Nos recordaba cuando era más pequeñito, a las huchas de nuestras infancias misioneras… Tenían la forma de un chinito, un indio o un pequeño…
Cada mañana era una fiesta verle alejarse con paso decidido camino de la escuela. Parecía tener prisa por recuperar los años perdidos…
Pero aquella gozosa visión —Pedrito con su trajecito-uniforme y su mochila a la espalda y la satisfacción inundándole la cara— no se repitió demasiado… ¡Dios mío!
Alguien, como quien no dice nada importante, comentó en la mesa: ¿Quién va a asistir al funeral del hijo de Patrice?
Me sobrecogí de pena cuando me enteré que Pedro había fallecido. Y, en parte, la forma de llamarle: el hijo de… fue lo que me pesó más… ¡Mi pobre Pedrito!
Fue a las dos de la tarde en el Foyer. Hacía un calor increíble. Transportaron el ataúd —humildísimo— de la casa al templo. Allí estaba como dormido…
Lo que más me sorprendió fue la postura de su padre. El rostro contraído, parecía serenidad, pero era dolor contenido. No era cuestión de dejar brotar las lágrimas… Yo, en cambio, no pude retenerlas…
Se mezclaron con el sudor de mi rostro. Por más que cerré los ojos… no pudo ser. Las lágrimas me brotaron abundantes.

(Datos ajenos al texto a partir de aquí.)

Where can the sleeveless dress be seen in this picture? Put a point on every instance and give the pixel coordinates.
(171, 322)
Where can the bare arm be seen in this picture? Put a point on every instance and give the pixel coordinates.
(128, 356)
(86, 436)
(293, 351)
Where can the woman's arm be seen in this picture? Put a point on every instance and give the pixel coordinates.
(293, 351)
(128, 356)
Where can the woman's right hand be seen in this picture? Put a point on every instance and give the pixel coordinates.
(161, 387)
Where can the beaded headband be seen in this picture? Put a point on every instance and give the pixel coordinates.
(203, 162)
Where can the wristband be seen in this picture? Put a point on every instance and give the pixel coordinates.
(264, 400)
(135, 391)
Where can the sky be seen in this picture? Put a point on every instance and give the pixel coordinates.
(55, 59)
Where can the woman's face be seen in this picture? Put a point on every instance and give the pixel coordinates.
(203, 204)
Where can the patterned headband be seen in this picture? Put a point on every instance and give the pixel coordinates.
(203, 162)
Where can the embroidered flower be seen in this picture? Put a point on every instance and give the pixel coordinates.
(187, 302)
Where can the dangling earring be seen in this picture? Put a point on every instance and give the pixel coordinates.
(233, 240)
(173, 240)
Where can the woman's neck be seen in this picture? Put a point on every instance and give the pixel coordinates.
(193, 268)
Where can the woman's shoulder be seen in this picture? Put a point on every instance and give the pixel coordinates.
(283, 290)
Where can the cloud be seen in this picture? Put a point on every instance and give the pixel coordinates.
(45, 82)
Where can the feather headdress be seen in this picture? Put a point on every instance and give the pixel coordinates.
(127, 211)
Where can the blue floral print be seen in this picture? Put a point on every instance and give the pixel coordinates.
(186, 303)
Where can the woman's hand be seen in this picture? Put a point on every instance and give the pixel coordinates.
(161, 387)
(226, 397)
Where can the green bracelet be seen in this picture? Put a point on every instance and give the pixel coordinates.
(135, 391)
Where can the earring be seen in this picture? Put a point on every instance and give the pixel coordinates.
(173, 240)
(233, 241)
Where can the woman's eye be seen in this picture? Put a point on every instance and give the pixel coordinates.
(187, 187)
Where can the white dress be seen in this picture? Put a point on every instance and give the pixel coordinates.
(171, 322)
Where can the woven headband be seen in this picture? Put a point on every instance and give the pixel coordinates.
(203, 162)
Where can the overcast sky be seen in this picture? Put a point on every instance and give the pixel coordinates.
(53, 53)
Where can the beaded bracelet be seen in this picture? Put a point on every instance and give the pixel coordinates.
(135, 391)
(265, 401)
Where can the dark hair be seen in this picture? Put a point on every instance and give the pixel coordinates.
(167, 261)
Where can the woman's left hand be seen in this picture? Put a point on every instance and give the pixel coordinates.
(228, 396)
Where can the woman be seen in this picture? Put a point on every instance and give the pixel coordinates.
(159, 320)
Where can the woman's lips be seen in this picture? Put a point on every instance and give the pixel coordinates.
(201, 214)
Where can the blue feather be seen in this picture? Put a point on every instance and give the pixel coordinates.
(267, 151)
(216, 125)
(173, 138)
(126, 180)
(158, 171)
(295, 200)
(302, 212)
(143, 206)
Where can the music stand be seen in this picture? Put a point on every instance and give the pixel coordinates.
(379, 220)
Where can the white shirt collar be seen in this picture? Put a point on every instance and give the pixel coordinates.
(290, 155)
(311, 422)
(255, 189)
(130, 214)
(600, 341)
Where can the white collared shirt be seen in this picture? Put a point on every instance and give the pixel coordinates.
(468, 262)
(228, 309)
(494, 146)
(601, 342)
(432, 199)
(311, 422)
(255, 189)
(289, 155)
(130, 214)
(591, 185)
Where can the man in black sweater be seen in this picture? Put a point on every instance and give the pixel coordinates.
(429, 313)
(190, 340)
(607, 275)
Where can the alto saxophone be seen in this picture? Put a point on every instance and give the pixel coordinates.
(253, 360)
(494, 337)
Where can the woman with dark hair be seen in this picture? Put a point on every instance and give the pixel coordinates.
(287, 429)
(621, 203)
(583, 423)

Sin embargo, algo había de una cierta alegría. Ya estaba. Pedro ya no sufriría más. En cuanto acabó la breve ceremonia, escapé sin saludar a nadie…
Cada vez que pienso en él, me lo imagino como le conocí… Y la pena se entremezcla con un gozo muy refinado. No sé, Señor, si es justo, si es normal. Pero al verle jugando, un angelito negro, con los demás (¡nunca cambiaré, mi imaginación es muy infantil…!), me invade la alegría…
No sé por qué esta noche se me ha ocurrido hablarte de mi amiguito Pedro…
Seguramente que ha sido una inspiración tuya. Cada vez, desgraciadamente, me siento un poquillo menos niño… Y sé que «si no me parezco a uno de ellos, tendré problemas para entrar en tu Reino»… Consérvame infante, a pesar, como tantas veces te he rezado, a pesar de las canas, de las arrugas, de los incipientes achaques de la edad… ¡Buenas noches!